John Kunert admits that he's never been plugged into the Bloodshot alt-country scene. His band, Earl Foss' Brown Derby, does have some indie material that they'll roll out when playing bills with Sleeping in the Aviary and other more rock-oriented musical friends. But singers who ruled the country airwaves in the '50s and '60s like George Jones, Buck Owens and Faron Young (a country star he resembles) really form the template the quartet works from.
"We try not to be ironic," the smooth-voiced singer says during a break from his job at a UW lab. "We play it pretty straight. I like Hank III, but he can play straight country, too. He straddles the line."
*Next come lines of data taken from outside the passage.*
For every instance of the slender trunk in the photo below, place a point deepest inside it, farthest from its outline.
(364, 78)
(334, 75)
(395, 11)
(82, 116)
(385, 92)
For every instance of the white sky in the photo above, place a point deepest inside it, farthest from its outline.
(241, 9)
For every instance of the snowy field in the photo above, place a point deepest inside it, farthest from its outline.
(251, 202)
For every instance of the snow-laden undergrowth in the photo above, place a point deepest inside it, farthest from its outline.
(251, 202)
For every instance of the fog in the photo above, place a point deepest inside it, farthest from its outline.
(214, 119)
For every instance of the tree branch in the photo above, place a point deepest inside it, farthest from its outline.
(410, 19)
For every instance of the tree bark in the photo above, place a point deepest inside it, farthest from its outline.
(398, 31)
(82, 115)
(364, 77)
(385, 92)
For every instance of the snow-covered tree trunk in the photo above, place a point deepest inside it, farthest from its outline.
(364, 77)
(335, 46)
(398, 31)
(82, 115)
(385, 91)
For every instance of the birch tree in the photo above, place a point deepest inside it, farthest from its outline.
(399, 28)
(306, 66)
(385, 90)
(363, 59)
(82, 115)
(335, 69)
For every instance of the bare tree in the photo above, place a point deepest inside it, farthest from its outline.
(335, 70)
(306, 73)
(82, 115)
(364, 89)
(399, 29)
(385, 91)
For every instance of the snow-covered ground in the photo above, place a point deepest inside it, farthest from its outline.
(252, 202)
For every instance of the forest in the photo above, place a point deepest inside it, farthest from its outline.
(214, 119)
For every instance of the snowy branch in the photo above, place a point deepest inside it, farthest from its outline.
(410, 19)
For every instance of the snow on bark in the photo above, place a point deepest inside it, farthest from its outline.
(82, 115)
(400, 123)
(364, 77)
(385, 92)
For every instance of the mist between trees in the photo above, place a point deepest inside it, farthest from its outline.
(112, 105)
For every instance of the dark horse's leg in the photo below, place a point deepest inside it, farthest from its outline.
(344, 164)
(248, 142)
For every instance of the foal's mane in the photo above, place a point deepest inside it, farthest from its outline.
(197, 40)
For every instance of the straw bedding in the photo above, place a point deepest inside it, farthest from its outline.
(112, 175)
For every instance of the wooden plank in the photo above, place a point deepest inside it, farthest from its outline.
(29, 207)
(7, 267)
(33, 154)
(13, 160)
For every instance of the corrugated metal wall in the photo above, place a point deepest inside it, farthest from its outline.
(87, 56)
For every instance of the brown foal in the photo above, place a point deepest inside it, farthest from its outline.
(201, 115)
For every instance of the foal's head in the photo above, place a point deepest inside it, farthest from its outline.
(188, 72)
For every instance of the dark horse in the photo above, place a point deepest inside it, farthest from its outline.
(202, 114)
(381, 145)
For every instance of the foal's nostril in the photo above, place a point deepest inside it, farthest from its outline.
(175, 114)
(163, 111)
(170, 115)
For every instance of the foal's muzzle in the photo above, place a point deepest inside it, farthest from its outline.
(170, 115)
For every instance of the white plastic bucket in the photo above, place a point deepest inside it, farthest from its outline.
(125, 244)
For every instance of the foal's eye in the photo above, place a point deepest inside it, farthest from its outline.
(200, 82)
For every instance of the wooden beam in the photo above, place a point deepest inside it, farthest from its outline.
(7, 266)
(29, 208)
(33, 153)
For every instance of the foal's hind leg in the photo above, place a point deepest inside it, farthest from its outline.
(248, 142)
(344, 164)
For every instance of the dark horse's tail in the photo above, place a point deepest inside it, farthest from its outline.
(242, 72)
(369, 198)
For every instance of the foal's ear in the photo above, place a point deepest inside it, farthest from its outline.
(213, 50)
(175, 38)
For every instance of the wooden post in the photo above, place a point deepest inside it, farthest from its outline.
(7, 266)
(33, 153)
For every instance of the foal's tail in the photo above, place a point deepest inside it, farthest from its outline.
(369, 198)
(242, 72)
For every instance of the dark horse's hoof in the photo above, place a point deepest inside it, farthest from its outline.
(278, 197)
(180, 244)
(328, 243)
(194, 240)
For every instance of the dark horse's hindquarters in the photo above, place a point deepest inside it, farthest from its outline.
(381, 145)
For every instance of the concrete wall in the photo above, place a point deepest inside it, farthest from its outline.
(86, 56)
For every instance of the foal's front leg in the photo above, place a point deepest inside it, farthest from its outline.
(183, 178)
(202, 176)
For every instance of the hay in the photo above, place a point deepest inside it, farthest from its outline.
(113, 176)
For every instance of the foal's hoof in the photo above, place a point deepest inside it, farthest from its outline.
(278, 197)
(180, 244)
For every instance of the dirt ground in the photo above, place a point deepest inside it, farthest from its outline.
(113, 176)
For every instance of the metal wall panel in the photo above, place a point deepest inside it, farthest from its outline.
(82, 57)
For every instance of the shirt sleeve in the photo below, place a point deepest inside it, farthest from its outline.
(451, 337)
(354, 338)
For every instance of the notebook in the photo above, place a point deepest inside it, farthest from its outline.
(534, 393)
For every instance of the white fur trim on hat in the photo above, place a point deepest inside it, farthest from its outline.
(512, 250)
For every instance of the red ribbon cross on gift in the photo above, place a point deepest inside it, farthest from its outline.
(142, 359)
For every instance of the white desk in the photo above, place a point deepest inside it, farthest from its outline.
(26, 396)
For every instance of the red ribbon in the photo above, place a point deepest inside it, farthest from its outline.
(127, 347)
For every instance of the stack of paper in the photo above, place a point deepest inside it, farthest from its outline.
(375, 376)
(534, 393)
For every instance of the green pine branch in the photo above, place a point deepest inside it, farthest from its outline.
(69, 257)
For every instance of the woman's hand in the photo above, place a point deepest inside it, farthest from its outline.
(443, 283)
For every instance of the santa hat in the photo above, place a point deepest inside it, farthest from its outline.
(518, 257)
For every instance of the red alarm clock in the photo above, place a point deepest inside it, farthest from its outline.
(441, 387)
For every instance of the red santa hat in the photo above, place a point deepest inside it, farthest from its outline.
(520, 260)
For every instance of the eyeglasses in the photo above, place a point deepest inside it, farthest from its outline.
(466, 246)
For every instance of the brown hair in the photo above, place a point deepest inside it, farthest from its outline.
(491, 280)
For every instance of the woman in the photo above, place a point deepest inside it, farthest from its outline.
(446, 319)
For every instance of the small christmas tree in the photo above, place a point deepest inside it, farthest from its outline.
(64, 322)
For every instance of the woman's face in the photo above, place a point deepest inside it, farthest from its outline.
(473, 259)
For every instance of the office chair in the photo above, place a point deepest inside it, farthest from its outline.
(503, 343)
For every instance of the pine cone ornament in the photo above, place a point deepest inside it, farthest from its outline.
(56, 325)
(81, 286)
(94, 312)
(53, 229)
Last Saturday at the Crystal Corner Bar, Kunert definitely played it straight. Dressed in dark, wrinkle-free jeans and a conservative country & western shirt replete with dark piping on the yoke and down the front, he looked like he was ready to travel back in time 50 years to honky-tonk alongside Young on the "Louisiana Hayride." Instead, he and the rest of his less sartorially polished quartet were mixing moody, mid-tempo originals off their debut CD from 2006, This Drinkin' Life, with George Jones covers in front of friends, fans and a few dozen sunburned folks sporting credentials from the SoCo Music Experience that had just wrapped down at the Alliant Energy Center.
The crowd wasn't exactly overflowing with two-stepping C&W fans done up in classic western wear. But the dancers in attendance were plainly having a helluva time, and they kicked up their heels a little higher each time Kunert abandoned his tenor voice in favor of deep, Jones-inspired growling. Lead guitarist Andrew Harrison's chicken-scratch solos and deft bows to the liquid Telecaster technique of Owens' right-hand man in the Buckaroos, Don Rich, also added luster to evening.
Unsurprisingly, George Jones and Tammy Wynette's blue-collar realism inspired most of Kunert's studied duets with pert female singing foil Kristen Kehl. Even though cowboy-hatted hunks were taking over country as Kunert grew up, these two were still regarded as country's royal couple in the small-town culture he was immersed in during formative years in Iowa and southern Minnesota.
Despite his talent for inhabiting music whose heyday came and went before he was born, Kunert says he doesn't think about taking his reanimation of country's golden age to Nashville.
"The band started out as my liking country music," he says. "And if you like that kind of music, I think the biggest respect you can give it is take it up and make it your own. But I think everyone in the band knows that getting to where people really know who you are takes a long time. I don't have any illusions about becoming anything big."
Taking a decidedly different tack from the indie acts Brown Derby sometimes pairs with in Madison, the band honors the country tradition by playing gigs in small towns that bring them in direct contact with the music's most devoted fans. Kunert says it's a way of remaining connected with the rural folks whose lives are echoed in the songs of Jones, Young and Owens.
"In those towns, the music never left," he says, underlining the difference between playing gigs in college-town haunts and country taverns. "In those places, George and Tammy are still married."
What's next for Brown Derby? More woodshedding, Kunert says, as well as a trip to the studio to record a second record. He'll also keep on polishing the band's easygoing stage show. "Just getting a handle on being a performer," he says modestly, downplaying the charms of the band's current stage show. "That's one of the biggest things."